Key to Democracy and Development in Yemen: Education
National Yemen, June 22nd 2014
Yemen faces serious problems in many areas like politics, economy, health or security. Yet, one of those problems, in other words education, or the lack of it, prevents many of those other problems from getting a healthy solution. This challenge becomes even more obvious when the period and quality of education Yemeni citizens receive is compared to the rest of the world.
Literacy rate is around 60%, and goes down as low as to 30% in the case of women. This means, if you were to walk up to a Yemeni with a piece of paper with an address on it, the probability that he won't be able to help you with it is quite high because almost one in every two Yemenis do not read and write. The universities and other educational institutions in Yemen paint an even worse picture.
It is critical that the education problem in Yemen is solved immediately. Just like there is no highly educated but underdeveloped country in the world, you cannot find any country that is under-educated but developed and industrialized. The research shows that the increase in income per capita and other economic indicators are directly related to education levels. A country with a low literacy rate will have a low income per capita, as it is highly unlikely that an illiterate person will find a lucrative job. An illiterate person will either work in manual labor or in the best-case scenario, will be a craftsman.
The shift of Yemen from traditional agriculture society to an industrialized civilized society and even its endeavors to get a stronger democracy, have everything to do with improving education levels and quality. Indeed some economists managed to accurately guess the income per capita of a country when they were given the literacy rates of it.
With the increasing education quality in Yemen, a social awareness will be created, leading way to new areas of interest like art and science. As people become more educated, their prejudices will change, they will be more inquisitive and more respectful of differences.
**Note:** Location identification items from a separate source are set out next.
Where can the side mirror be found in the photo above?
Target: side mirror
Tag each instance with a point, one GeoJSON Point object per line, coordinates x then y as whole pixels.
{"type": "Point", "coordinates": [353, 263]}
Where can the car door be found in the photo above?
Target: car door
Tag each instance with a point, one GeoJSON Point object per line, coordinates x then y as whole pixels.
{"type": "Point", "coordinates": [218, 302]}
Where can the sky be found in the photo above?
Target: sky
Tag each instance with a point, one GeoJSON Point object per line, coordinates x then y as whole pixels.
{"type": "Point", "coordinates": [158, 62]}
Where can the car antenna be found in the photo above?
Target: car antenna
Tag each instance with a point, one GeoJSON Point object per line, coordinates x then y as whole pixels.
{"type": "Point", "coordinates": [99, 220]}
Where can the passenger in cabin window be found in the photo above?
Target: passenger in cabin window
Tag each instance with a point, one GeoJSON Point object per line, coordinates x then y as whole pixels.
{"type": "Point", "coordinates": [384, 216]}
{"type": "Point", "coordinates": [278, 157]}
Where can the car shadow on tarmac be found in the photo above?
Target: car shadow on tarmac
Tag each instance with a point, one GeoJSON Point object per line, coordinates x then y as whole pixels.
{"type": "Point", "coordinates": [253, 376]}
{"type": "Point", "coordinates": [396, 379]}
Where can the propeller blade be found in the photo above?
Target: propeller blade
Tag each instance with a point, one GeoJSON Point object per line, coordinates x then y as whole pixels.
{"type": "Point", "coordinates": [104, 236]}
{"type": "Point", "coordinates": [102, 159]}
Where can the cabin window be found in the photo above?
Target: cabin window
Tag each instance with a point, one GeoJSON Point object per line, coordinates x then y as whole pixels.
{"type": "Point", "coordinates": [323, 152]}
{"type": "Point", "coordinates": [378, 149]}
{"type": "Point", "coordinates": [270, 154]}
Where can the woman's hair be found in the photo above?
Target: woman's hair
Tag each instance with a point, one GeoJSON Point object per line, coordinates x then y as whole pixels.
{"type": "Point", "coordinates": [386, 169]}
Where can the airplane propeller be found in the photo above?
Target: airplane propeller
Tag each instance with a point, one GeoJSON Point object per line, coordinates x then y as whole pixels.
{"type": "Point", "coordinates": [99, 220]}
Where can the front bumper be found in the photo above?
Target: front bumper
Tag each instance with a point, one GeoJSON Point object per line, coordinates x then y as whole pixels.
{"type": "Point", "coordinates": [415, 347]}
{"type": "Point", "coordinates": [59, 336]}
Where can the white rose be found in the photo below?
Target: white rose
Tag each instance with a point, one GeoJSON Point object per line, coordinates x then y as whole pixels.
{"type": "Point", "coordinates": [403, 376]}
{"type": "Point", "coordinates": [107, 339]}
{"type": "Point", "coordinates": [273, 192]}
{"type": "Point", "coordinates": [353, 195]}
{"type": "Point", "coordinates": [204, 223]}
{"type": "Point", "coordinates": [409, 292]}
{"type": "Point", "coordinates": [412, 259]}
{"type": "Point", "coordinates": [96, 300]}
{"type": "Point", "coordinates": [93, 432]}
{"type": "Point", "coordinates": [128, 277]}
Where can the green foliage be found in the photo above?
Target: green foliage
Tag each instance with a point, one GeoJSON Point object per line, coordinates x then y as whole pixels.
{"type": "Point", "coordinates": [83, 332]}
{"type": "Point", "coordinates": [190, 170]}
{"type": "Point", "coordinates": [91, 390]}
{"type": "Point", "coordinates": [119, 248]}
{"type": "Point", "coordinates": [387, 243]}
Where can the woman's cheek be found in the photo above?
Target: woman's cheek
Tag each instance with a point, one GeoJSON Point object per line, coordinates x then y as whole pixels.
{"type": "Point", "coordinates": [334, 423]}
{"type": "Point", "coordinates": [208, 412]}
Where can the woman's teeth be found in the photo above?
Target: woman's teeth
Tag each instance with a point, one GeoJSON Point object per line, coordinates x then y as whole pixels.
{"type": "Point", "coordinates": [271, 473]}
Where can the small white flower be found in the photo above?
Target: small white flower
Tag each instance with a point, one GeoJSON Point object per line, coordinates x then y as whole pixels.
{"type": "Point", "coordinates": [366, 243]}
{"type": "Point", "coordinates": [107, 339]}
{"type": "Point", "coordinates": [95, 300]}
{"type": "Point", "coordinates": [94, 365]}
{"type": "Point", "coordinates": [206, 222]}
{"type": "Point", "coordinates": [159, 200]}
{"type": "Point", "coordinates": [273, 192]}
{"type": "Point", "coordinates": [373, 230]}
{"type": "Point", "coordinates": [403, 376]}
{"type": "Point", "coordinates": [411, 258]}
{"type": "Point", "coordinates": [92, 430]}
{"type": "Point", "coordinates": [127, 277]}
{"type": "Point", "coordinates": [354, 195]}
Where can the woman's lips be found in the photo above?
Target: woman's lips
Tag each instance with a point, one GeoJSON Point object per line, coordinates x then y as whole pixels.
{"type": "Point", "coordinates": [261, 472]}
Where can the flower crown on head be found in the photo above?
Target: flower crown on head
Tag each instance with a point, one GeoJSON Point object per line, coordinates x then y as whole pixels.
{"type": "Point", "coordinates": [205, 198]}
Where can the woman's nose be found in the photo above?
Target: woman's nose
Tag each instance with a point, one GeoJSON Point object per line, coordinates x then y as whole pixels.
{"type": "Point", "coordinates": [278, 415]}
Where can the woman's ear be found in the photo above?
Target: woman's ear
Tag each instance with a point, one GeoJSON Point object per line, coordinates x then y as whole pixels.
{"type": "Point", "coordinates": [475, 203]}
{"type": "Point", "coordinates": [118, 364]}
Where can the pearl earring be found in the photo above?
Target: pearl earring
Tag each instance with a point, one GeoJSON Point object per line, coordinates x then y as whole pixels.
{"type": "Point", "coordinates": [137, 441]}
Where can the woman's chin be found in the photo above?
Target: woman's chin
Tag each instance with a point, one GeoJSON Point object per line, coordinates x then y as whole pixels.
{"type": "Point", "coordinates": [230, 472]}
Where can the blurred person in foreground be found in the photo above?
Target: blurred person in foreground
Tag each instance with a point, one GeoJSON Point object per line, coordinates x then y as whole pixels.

The increasing education will also spearhead the very much needed openness policy in Yemen. People will more closely follow up everything that's going on around them and the developments in the politics. Naturally, an illiterate person will not be curious if the funds allocated by UNESCO for education quality in Yemen is duly used or not, because he has no means of finding out.
Improved education levels will also contribute to the political and administrative development in Yemen. People will be more engaged and involved in politics and administration, both in the form of doing politics themselves and deciding the progress of it.
Even the awareness of the importance of the country's integrity will rise with a better education. As children are taught about love for their countries, they will know that their countries count just as much as their tribes or sects.
Surely, the content of the education is just as important as the period and the accessibility of it. If a child is taught a perverse ideology such as that this life is a struggle and that the best way to fight injustice is through revolution, he will snatch a gun in the first opportunity he gets and try to create his own justice.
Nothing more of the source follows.